We had to be careful of Ebola and touching people – this got more difficult jostling towards the actual grave.  Several women were supported away in tears and crying out loud, along with the children too.
The party is going to carry on tonight by the sounds with drumming – that is obviously what was happening last night and the dogs were barking a lot with people passing near to the house.

Saw the gallery with David and saw some of his work – traditional figures carrying babies, maize and a child with a hoop.  Another depicted an old man carrying a log and another woman.  David said that a grave now would have a tree ring on it using the tree in the courtyard (Muramura).

Talked bout my idea of burying a yam and the concept of turning an ephemeral object into a permanent object and then burying it in the ground – making it a symbol to prolong the fertility of the soil and make a tree on the top – depending on casting.  David liked this idea.

Talking about respondents with David he mentioned medicine (herbalist) men who boil up herbs for curs, the witch doctors use tricks eg. swinging a basket over & over their arm into some water and then the basket with water is placed on the ground and twigs are snapped and placed on the water – this is when the client can be told that this grandfather told him to do something eg. bring eggs, a white goat, etc, to cure the thing the client has.  Another trick is to distract the client with a horn put to the arm, having first cut the skin with razors.  This horn has a hole in the tip and the witch doctor sucks on the horn, which brings the skin up and then he throws a bone out as if this was the cause of his ailment.  We might visit the storyteller and some of the elders and clan head.

Saw a mousebird today and some grey dove-like birds which l cannot see in the book.

Tonight David, Emmanuel, Winnie, Perlucy and Eria had supper together and had a leg of goat, which was lovely.  We chatted about burials – E said about inheriting the wife after death, was dying out a bit due to AIDS. He also told us about marriage partnership and that the father of the son had to choose the first wife for his son but also tried her out!  A lot of problems with father’s going off with the son’s wives apparently!!

They often lift the lid of the coffin to make sure the person is actually dead and not alive as there have been many cases where someone has just been unconscious!  A goat is often brought by a close relative to a funeral as a gift for the dead – maybe a father-in-law.

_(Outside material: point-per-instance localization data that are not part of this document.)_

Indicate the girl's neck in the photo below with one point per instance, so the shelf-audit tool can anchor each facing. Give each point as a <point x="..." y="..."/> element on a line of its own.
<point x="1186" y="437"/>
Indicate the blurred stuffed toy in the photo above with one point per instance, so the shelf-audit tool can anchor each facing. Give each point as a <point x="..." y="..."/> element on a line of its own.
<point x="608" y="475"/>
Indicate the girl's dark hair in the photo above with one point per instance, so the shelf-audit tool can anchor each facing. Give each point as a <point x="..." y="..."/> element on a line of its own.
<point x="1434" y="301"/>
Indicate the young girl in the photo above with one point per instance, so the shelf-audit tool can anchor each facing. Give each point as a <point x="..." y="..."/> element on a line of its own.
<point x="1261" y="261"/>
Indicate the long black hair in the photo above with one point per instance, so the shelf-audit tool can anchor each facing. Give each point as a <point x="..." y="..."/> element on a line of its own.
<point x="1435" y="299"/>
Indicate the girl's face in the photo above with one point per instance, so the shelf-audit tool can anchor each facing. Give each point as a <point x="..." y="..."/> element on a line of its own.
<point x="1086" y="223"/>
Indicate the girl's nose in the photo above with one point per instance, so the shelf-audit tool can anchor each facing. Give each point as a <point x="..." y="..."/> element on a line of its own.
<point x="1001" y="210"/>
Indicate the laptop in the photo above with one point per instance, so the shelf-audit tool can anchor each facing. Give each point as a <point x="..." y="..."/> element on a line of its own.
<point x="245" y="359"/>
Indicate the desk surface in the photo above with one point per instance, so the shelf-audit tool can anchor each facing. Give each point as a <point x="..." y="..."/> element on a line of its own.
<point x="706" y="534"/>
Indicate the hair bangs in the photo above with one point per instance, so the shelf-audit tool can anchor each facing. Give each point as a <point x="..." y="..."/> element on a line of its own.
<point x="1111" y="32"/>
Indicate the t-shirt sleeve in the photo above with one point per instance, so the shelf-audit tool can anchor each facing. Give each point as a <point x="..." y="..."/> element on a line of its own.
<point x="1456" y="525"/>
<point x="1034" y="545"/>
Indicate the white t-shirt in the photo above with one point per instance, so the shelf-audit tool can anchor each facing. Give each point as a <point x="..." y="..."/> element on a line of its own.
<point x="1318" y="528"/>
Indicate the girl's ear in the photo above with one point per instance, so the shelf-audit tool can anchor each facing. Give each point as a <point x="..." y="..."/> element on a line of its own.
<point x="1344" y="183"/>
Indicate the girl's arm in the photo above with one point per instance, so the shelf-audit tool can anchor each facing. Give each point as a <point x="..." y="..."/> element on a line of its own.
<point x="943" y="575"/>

When a brother is referred to it does not necessarily mean a direct brother but could be someone with the same clan eg. when David dies his nephew should do all the burial rituals eg. planting the trees, etc. and tend to it, as, if a ‘weed’ tree grows up in the middle his nephew alone would have to cut it down.  However, this does not necessarily mean his direct nephew but someone within the clan of similar relationship and age.

From what was said this a.m. it seems that all the tribes in Uganda were one, except for three main groups of people, Bantu, Hamites and Luos. Then they all fractured into separate tribes but still there seems to be quite a few similarities according to them.

Found a snake skin on the floor of the sitting room tonight – was careful!